Riaumandiri.co - Tim penyidik menjadwalkan pemeriksaan saksi-saksi dugaan korupsi pengelolaan kebun kelapa sawit di salah satu desa di Kabupaten Kuantan Singingi (Kuansing) dimulai pada pekan depan. Pemeriksaan saksi dilakukan dalam rangka pengumpulan alat bukti.
Penanganan perkara dilakukan tim pada Bidang Pidana Khusus (Pidsus) Kejaksaan Tinggi (Kejati) Riau sejak pertengahan tahun 2023 lalu. Sejak saat itu, Jaksa melakukan penyelidikan, salah satunya dengan meminta keterangan dari pihak-pihak terkait.
"Saat lid (penyelidikan,red), kita telah meminta keterangan sekitar 15 orang. Ada warga sekitar, perangkat desa, Bagian Aset Pemda Kuansing, sama yang mengelola kebun tersebut," ujar Kepala Seksi (Kasi) Penyidikan Bidang Pidsus Kejati Riau, Iman Khilman, Rabu (14/2).
Setelah rampung, tim kemudian melakukan gelar perkara untuk memastikan kelanjutan penanganannya. "Tim mengusulkan dan pimpinan menyetujui perkara tersebut naik ke tahap penyidikan," lanjut mantan Kasi Intelijen Kejaksaan Negeri (Kejari) Semarang itu.
Dengan telah ditingkatkannya status perkara, saat ini akan disusun rencana kerja penyidikan. Salah satunya, mengagendakan pemeriksaan saksi-saksi dalam rangka pengumpulan alat bukti.
"Insya Allah, minggu depan mulai pemeriksaan saksi-saksi," pungkas Imran Khilman.
Sebelumnya, Asisten Pidsus (Aspidsus ) Kejati Riau Imran Yusuf pernah memaparkan konstruksi perkaranya. Dikatakan Imran, pada periode tahun 2002 sampai dengan 2012, Pemerintah Kabupaten (Pemkab) Kuansing menggelontorkan sejumlah anggaran yang totalnya belasan miliar rupiah.
"Kalau saya tak salah, totalnya itu hampir (Rp) 14 miliar atau (Rp) 16 miliar. Sekitar itu lah," sebut Imran.
Anggaran itu diperuntukkan untuk membangun perkebunan kelapa sawit di salah satu desa di Kota Jalur tersebut. "Mengapa bangun kebun kelapa sawit? Karena saat itu, ninik mamak di salah satu desa, menganggap wilayah ini kalau tidak dijaga, itu akan dirambah oleh kabupaten lain. Sehingga ingin ada ketegasan batas," sebut Aspidsus.

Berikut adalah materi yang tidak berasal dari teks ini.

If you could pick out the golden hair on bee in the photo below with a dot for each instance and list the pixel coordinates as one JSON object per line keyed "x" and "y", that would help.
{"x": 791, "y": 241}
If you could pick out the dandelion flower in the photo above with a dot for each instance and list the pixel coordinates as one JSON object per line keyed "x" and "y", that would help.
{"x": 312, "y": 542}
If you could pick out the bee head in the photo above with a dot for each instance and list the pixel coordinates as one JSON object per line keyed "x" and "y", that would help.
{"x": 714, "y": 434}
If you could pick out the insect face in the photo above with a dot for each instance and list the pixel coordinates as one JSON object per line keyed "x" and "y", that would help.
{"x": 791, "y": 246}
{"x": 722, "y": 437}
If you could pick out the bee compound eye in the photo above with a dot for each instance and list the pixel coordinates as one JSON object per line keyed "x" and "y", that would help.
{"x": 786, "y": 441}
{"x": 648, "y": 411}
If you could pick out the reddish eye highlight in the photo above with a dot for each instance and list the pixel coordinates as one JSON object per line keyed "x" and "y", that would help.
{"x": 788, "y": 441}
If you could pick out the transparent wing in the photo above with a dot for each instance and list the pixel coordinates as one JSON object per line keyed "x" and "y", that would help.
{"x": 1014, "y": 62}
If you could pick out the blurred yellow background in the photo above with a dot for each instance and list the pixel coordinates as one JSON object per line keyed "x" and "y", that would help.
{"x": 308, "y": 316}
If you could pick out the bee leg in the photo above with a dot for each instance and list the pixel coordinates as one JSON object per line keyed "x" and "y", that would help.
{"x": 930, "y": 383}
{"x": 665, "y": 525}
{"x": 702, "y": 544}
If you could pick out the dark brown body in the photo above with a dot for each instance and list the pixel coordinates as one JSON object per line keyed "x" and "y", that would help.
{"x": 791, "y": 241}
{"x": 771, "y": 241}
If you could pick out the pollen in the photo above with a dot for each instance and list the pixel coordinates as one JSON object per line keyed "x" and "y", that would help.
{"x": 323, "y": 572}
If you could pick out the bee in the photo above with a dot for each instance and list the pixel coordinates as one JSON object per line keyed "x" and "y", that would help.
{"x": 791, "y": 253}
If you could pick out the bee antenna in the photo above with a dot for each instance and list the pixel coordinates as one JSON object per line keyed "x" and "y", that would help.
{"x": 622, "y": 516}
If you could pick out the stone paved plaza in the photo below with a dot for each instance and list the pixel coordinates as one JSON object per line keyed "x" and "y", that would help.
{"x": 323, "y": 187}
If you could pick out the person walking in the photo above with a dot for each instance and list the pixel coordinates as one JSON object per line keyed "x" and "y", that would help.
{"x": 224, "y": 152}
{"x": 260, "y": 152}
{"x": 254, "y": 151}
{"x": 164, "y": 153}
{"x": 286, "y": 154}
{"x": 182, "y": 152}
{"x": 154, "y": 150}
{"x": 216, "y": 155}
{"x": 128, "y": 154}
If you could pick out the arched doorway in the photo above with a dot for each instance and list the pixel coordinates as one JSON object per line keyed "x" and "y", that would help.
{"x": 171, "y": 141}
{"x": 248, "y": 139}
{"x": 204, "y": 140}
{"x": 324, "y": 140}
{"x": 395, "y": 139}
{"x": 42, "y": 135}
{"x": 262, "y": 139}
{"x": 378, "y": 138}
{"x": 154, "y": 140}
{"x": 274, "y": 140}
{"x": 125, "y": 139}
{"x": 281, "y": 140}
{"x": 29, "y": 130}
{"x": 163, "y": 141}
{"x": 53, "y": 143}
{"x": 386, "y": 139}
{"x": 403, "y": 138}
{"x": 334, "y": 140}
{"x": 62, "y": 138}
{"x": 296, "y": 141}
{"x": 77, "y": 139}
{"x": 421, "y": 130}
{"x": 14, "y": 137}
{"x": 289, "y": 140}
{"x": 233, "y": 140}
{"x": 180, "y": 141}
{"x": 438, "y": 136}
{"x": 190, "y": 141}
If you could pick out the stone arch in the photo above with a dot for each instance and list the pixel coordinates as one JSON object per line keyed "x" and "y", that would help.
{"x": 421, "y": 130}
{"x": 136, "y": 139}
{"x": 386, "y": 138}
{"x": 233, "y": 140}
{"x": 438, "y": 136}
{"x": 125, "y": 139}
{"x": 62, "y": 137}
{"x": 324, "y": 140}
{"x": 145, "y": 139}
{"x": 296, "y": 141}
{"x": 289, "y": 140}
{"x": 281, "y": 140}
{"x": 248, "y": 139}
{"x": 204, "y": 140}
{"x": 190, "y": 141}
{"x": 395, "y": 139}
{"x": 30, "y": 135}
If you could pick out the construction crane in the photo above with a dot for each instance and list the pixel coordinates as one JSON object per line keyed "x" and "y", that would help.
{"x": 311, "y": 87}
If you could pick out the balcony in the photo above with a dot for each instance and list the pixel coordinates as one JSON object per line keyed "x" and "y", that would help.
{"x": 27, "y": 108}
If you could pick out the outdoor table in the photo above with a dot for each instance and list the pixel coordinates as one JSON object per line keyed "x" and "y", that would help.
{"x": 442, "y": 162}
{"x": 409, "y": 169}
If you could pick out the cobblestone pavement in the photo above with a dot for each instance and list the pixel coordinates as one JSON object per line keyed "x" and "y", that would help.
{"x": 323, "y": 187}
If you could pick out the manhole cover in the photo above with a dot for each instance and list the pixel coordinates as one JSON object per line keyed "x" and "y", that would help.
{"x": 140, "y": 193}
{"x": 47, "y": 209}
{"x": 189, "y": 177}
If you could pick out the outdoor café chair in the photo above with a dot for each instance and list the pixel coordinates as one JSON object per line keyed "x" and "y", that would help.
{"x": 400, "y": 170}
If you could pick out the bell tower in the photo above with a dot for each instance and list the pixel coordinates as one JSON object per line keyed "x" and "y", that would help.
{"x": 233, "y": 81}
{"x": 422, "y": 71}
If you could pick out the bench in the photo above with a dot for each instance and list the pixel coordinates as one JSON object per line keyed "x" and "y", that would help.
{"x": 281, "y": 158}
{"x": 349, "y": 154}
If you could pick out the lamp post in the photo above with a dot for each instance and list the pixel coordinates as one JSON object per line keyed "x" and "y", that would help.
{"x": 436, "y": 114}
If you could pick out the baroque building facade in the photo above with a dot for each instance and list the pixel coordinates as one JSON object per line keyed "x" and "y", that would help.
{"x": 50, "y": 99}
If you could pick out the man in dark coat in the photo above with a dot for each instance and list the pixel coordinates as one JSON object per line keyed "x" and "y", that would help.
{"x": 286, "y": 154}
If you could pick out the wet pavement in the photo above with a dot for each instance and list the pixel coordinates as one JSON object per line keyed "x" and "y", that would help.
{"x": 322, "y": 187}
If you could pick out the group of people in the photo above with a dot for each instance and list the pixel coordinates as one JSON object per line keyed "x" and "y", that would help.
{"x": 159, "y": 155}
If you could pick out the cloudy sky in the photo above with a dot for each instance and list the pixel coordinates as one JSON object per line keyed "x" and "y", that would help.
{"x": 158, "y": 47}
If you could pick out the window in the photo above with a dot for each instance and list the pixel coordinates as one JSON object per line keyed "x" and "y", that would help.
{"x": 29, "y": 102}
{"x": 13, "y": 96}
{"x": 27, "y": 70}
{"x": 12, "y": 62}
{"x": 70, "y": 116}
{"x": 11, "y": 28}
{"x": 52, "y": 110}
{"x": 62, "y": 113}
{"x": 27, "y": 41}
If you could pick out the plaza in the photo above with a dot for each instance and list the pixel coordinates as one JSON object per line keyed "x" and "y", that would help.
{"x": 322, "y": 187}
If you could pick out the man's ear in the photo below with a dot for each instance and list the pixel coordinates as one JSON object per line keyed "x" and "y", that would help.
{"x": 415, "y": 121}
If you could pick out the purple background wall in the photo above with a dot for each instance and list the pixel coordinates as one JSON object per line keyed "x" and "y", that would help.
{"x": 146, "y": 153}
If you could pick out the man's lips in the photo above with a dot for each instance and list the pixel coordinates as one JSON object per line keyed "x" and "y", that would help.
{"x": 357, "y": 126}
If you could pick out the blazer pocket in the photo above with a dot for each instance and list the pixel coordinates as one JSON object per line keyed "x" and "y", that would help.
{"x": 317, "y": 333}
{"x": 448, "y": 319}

"Oleh karena itu, (ninik mamak) meminta pemerintah kabupaten (Kuansing) untuk intervensi dengan membangun perkebunan kelapa sawit," sambung mantan Kepala Kejaksaan Negeri (Kajari) Badung itu.
Dari total anggaran itu, sebut Imran, terealisasi pembangunan kebun hampir 500 hektare. Adapun tujuan lain dari pembangunan kebun sawit itu agar ada penambangan pendapatan asli daerah (PAD) untuk Kabupaten Kuansing.
"Dibangun perkebunan itu salah satu yang ingin dicapai adalah adanya penambahan PAD. Ternyata dalam perjalanan, dalam pengelolaannya tidak ada penambahan PAD. Sekarang kebun itu tidak jelas pengelolaannya," kata Imran.
"Sekarang dikelola oleh sekelompok orang. Seharusnya (hasilnya) masuk menjadi PAD," lanjut dia.
Imran kemudian menyampaikan, anggaran yang dikeluarkan itu berupa belanja modal. Dimana lahan kebun itu itu merupakan tanah adat.
"Itu awalnya tanah adat yang diserahkan ninik mamak kepada pemerintah. Itu berupa belanja modal. Namun oleh pemerintah kabupaten, pencatatan asetnya untuk tanah belum tercatat. Yang tercatat sebagai aset itu pohon sawitnya," terang dia.
Saat proses penyelidikan, Jaksa telah berkoordinasi dengan Badan Pengawasan Keuangan dan Pembangunan (BPKP) Perwakilan Riau untuk kepentingan penghitungan kerugian keuangan negara.
"Dia (lahan kebun,red) itu berbatasan dengan Sumatra Barat, Kabupaten Dharmasraya," pungkas Aspidsus Kejati Riau, Imran Yusuf.